Dalam tataran ini siswa yang sedang belajar bersifat pasif , menerima apa saja yang diberikan guru, tanpa diberikan kesempatan untuk membangun sendiri pengetahuan yang dibutuhkan dan diminatinya. Siswa sebagai manusia ciptaan Tuhan yang paling sempurna di dunia karena diberi otak, dibelenggu oleh guru. Siswa yang jelas-jelas dikaruniai otak seharusnya diberdayagunakan, difasilitasi, dimotivasi, dan diberi kesempatan, untuk berpikir, bernalar, berkolaborasi, untuk mengkonstruksi pengetahuan sesuai dengan minat dan kebutuhannya serta diberi kebebasan untuk belajar. Mari kita runtuhkan pemahaman yang keliru bahkan telah menjadi “mitos” bahwa belajar adalah proses menerima, mengingat, mereproduksi kembali pengetahuan yang selama ini diyakini banyak tenaga kependidikan. Jalaluddin Rakhmad (2005) dalam buku Belajar Cerdas, menyatakan bahwa belajar itu harus berbasis otak . Dengan kata lain revolusi belajar dimulai dari otak. Otak adalah organ paling vital manusia yang selama ini kurang dipedulikan oleh dosen dalam pembelajaran. Pakar komunikasi mengungkapkan kalau kita ingin cerdas maka kita harus terlebih dahulu menumbangkan mitos-mitos tentang kecerdasan.
Menurut pandangan Slavin (1997)) dalam proses pembelajaran dosen tidak dapat hanya semata-mata memberikan pengetahuan kepada siswa. Siswa harus membangun pengetahuannnya sendiri dalam dengan mendayagunakan otaknya untuk berpikir. Guru dapat membantu proses ini, dengan cara-cara membelajarkan, mendesain informasi menjadi lebih bermakna dan lebih relevan bagi kebutuhan siswa. Caranya antara lain dengan memberikan kesempatan kepada siswa untuk menemukan atau menerapkan sendiri ide-ide, dan dengan mengajak mereka agar menyadari dan secara sadar menggunakan strategi-strategi mereka sendiri untuk belajar. Menurut Nur (1999), dosen sebaiknya hanya memberi “tangga” yang dapat membantu mahasiswa mencapai tingkat pemahaman yang lebih tinggi, namun harus diupayakan agar siswa sendiri yang memanjat tangga tersebut.

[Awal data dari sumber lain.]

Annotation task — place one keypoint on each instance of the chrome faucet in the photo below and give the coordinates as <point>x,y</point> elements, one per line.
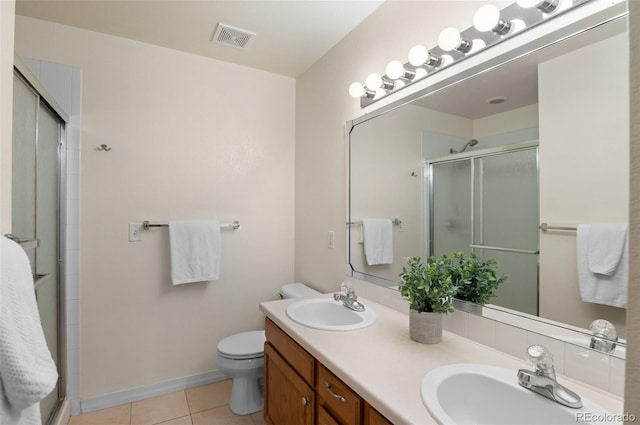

Sering kita mendengar ungkapan mengenai banyaknya mahasiswa yang ‘tidak berpikir’. Mereka pergi ke kampus tetapi cara belajar mereka terbatas mendengarkan keterangan dosen, kemudian tidak mencoba memahami ilmu pengetahuan yang diajarkan oleh dosen mereka. Selanjutnya, diruang ujian, mereka mengungkapkan kembali ilmu pengetahuan yang telah mereka hafalkan itu. Cara seperti ini, dalam pengertian yang khusus, bukanlah suatu keberhasilan, dan merupakan cara belajar yang tidak kita inginkan. Mengenai nilai dan ujian, harus diakui bahwa mahasiswa tersebut bisa menjawab pertanyaan.
Sayang sekali, dalam sistem pendidikan dewasa ini, ada mahasiswa yang gagal memahami perkuliahan, sebab mereka hanya sekedar menghafal tanpa mengerti apa yang mereka pelajari. Pada akhirnya, kedua jenis mahasiswa (mereka yang gagal memahami dan mereka yang menghafal) mampu menjawab ujian dengan baik. Sebagian dari mereka mungkin mendapat nilai yang tinggi dan dianggap mahasiswa yang sukses oleh masyarakat (Hassoubah, 2002). Meskipun belum ada hasil penelitian yang kongkret, bahwa seandainya para mahasiswa tersebut ditanya-setelah ujian selesai-apakah mereka masih ingat ilmu pengetahuan yang telah mereka pelajari, maka tidak heran kalau mereka sudah lupa apa yang telah mereka pelajari.
Para mahasiswa pasif akan menimbulkan masalah. Dengan pengertian lain, mahasiswa yang ‘tidak berpikir’ hanya akan memenuhi tempat yang semestinya dipersiapkan untuk menghasilkan para ilmuan yang akan memainkan peranan mereka sebagai hamba Allah dan khalifah Allah di muka bumi. Akibat yang paling buruk adalah tugas dan tanggung jawab pendidikan tidak tercapai, sementara para mahasiswa dapat tamat dan mendapatkan gelar.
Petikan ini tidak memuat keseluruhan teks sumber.